If that's the case, the streamer would do a much better job than the smart pins, but it needs an external clock input. This is simple to add. Could you post a link to that camera doc, or just the relevant section?
I put it the way it is so that P[7:0] is on a byte boundary, making it easy to set the DAC or comparator value. The P field is 13 bits, which is odd.
product info/data sheet
sensor data sheet
Something must have changed.
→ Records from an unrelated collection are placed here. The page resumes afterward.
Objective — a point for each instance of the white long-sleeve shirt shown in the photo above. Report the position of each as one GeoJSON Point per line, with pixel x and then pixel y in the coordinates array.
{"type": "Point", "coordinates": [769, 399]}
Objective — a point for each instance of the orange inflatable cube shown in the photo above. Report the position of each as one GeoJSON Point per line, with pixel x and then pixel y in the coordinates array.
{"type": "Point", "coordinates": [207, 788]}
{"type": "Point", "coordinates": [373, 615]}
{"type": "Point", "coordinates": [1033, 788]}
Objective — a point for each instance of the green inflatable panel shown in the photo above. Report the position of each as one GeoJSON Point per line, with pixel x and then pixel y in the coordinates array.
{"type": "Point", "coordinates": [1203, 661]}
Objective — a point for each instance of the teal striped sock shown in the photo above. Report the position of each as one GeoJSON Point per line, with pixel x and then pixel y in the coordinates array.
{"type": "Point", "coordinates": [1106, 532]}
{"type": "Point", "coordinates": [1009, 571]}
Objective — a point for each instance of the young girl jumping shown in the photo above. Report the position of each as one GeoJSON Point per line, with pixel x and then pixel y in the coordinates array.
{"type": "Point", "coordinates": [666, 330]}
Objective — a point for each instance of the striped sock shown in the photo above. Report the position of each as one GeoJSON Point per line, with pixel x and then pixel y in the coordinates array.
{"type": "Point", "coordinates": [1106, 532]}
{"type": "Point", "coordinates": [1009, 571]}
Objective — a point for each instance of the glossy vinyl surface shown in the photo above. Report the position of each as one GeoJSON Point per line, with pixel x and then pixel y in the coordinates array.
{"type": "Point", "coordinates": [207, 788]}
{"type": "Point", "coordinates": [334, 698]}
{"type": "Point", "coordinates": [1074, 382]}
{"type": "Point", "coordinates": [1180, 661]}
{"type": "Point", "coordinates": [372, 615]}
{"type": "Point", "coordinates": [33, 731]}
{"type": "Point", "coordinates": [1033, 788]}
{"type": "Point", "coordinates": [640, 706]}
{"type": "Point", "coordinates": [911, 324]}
Don't think it's the serial output itself, just the code driving it...
Getting "0"s out instead of numbers and strings...
Old (broke):
send_char pinsety tx_char,#TX_PIN 'send character send_char_wait pingetz temp,#TX_PIN testb temp,#31 wz,wc if_nz jmp #send_char_wait ret wz,wcOz (works):send_char pingetz temp,#tx_pin wc 'wait if busy if_c jmp #send_char pinsety tx_char,#tx_pin ret wz,wcYes, the more usual Overflow Flag operation is simply a single sticky bit.
Other counter bits do not lose information - ie they continue to count.
(This is probably actually simpler in silicon. )
I have just used exactly this feature in another MCU, where I know it is going to overflow, but I also know the spread is not large, so I can still calibrate using a timer that overflowed many times in this case.
From my reading, Time Interval A-B modes are capturing SysCLK units ?
Or did you mean a method to capture both SysCLK and Count information, which Reciprocal Counting needs.
I have assumed always that would need 2 pin cells, but that it would be possible.
A quite similar situation occurs for Duty Cycle capture - you ideally want two numbers, (here they are both dT) that relate to the exact same edge(s)
Two pin cells should be able to do this ? but can they ?
What is missing from this Time Interval A-B mode, is a means to handle missed events.
Users are forced to assume & hope that only one capture occurred.
A sudden jump in calculated frequency can result, if the dT is actually more than one event.